OpenIsis/Malete field definition and record structures
| overview |
A Malete record is a sequence of one or more fields.
The first one is called the header, all others are identified by a numeric tag.
As far as the Malete database core is concerned,
a field may contain any arbitrary bytes but newline characters.
Assuming anything about the structure of field data,
including any encoding of binary data,
is solely at the application's discretion.
As Malete is designed to be a multi-purpose database engine,
there is no special schema enforced.
However, there is a schema suggested and used by the OpenIsis application.
In the database's
fields with tag (00)6 are reserved for this purpose (abuse at your own risk).
The rationale of this field definition is to provide enough flexibility
to efficiently support representations of all structures found in Z39.2
based systems (including but transcending the traditional CDS/ISIS software),
especially the various MARC formats, as well as full representations of
data commonly stored and transmitted in a couple of other formats like
MIME and XML.
The term "representation" means that Malete will not bother to
directly support XML's angle brackets nor XML's/MIME's foo="bar" options
nor the subfield delimiter characters of MARC or CDS/ISIS.
Rather, for any such data there should be a lossless transformation to an
efficient representation in some format described by this field definition.
| structure of fields |
While fields may be used to hold a single value,
it is a common technique to treat them as a sequence of subfields.
("A data element considered as a component of a field.", Z39.2).
A field may contain, in that order:
- 0 or more positional subfields of fixed length
- 1 or more positional subfields of variable length
- 0 or more identified subfields of variable length
Fixed length subfields end after as many bytes (not characters!) as given by
their length.
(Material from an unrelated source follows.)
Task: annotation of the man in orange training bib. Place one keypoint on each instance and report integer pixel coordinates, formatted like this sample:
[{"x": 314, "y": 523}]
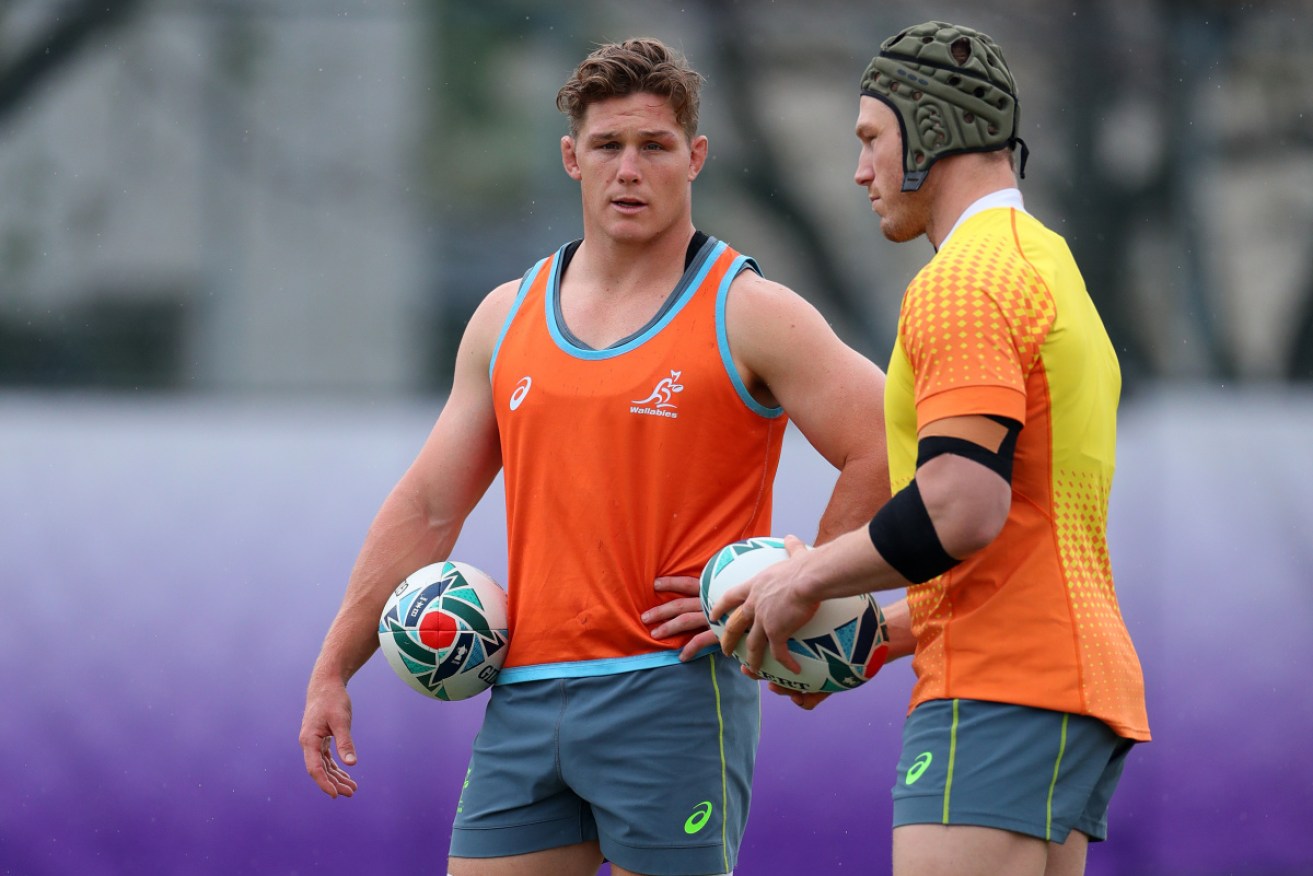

They are typically used for data coded in some ASCII values.
Neither UTF-8 characters nor the delimiter character should be stored
in fixed length fields (however, it's up to the application to exercise care).
Variable length subfields end at a delimiter character or end of field.
Malete by default uses a tabulator as delimiter,
and import of CDS/ISIS databases converts the caret (hat '^') to tabs,
however applications are free to use any delimiter they want.
Positional subfields are identified by their position within the field,
i.e. by counting that many bytes and delimiters.
Of course, there is only one nth position within a field,
i.e. every positional subfield can occur at most once.
Since the first n bytes and first m delimited subfields are used as the
positional subfields, they may be omitted only if end of field is seen,
i.e. all other subfields are omitted.
Identified subfields, on the other hand, start with a single character
identifying the subfield, just like fields in a record are identified by a tag.
Applications unaware of UTF-8 may demand a single byte as identifier.
Where portability is an issue, only ASCII letters and digits should be used.
Since there is at least one positional variable subfield,
identified subfields always start after a delimiter (in accordance with Z39.2).
An identified subfield may occur zero, one or more times in a field.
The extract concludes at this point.